I think Spanish government put the resources and legislation in place such that masks were available for 50c-1e each in shops and pharmacies.
As in 1 euro was max price.


----------



## SlurrySlump (10 Jun 2020)

I used my mask in Dunnes Stores today. About 50% of the shoppers were wearing a mask. None of the staff were wearing a mask. The staff were all busy packing shelves or standing in groups of three talking to each other/ receiving instructions from their manager.

At the entrance to the store there was someone wiping down the trolleys. The queuing system was good. Hand sanitiser plus gloves available. Spacing well marked on the ground. 

A woman queued outside observing the 2 meter distancing....but inside the shop she came and stood right next to me....I just needed 30 seconds to do what I had to do but she just couldn't wait.

I felt uncomfortable with so many staff about. They outnumbered the customers in the shop by two to one. Lots of empty shelves at 8.45 am. Lots of boxes piled high with stock waiting to be put on shelves. Why can the staff not come in an hour before opening to deal with this.

In contrast my local Lidl has the shelves already packed and ready to go.


----------



## Sunny (10 Jun 2020)

SlurrySlump said:


> Lots of boxes piled high with stock waiting to be put on shelves. Why can the staff not come in an hour before opening to deal with this.
> 
> In contrast my local Lidl has the shelves already packed and ready to go.



I can never understand people complaining about this. Shelves need to constantly filled. A lot of supermarkets get vast amounts of delivery right up to opening time and beyond. Retail staff don't just pop into work at 8am if the shop is opening at 8am. And of course there will be probably be more staff than customers. It was 8.45am. Go later in the day if you think it will be more comfortable.


----------



## odyssey06 (10 Jun 2020)

Given the advice from government re: wearing masks, given that the staff are IN their workplace, surprised supermarkets haven't rolled out mandatory mask use as an elf and safety measure...


----------



## Sunny (10 Jun 2020)

odyssey06 said:


> Given the advice from government re: wearing masks, given that the staff are IN their workplace, surprised supermarkets haven't rolled out mandatory mask use as an elf and safety measure...
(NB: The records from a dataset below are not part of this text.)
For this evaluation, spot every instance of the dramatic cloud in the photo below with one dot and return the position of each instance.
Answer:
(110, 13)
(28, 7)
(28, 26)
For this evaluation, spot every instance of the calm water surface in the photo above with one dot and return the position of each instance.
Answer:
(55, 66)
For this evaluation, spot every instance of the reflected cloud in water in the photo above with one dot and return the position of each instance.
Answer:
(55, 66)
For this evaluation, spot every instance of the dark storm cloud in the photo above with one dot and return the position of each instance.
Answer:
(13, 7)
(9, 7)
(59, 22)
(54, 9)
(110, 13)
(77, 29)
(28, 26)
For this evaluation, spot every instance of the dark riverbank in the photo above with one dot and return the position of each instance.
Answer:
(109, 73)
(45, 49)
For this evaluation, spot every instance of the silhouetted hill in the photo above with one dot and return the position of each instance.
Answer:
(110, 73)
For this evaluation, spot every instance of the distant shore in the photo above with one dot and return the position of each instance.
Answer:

Yeah I don't get that either. Can't blame people for thinking there is mixed messages about masks.


----------



## SlurrySlump (10 Jun 2020)

Sunny said:


> I can never understand people complaining about this. Shelves need to constantly filled. A lot of supermarkets get vast amounts of delivery right up to opening time and beyond. Retail staff don't just pop into work at 8am if the shop is opening at 8am. And of course there will be probably be more staff than customers. It was 8.45am. Go later in the day if you think it will be more comfortable.


Last Wednesday, the fruit and vegetable section had 90% nil stock.  This Wednesday about 30% stock. Stock piled in boxes about the place and nil staff taking the stock from the boxes. If the shop is open at 8 am, I don't see why some staff can start at 7 a.m.  Fresh items need to be on the shelves before other items.
I will be changing my Wednesday shop at Dunnes Stores to a Wednesday shop at Lidl. They can manage it despite your excuses for Dunnes above.


----------



## Sunny (10 Jun 2020)

SlurrySlump said:


> Last Wednesday, the fruit and vegetable section had 90% nil stock.  This Wednesday about 30% stock. Stock piled in boxes about the place and nil staff taking the stock from the boxes. If the shop is open at 8 am, I don't see why some staff can start at 7 a.m.  Fresh items need to be on the shelves before other items.
> I will be changing my Wednesday shop at Dunnes Stores to a Wednesday shop at Lidl. They can manage it despite your excuses for Dunnes above.



They are not my excuses as I don't care where you shop as I don't belong to the Dunne family. I have yet to see another supermarket that isn't packing shelves. Indeed Lidl and Aldi probably do it more than the others because their business model is based on high quick stock turnover where they leave boxes of their stock on the shop floor. You are free to shop wherever you want and if Dunnes don't have what you are looking for, then shop elsewhere. Maybe the reason there was no fresh produce at 8.45am is a problem with deliveries rather than lazy staff

But if you honestly think that there are no staff in store at 7am if a shop opens at 8, you obviously never worked in retail.


----------



## mathepac (10 Jun 2020)

Sunny said:


> But if you honestly think that there are no staff in store at 7am if a shop opens at 8, you obviously never worked in retail.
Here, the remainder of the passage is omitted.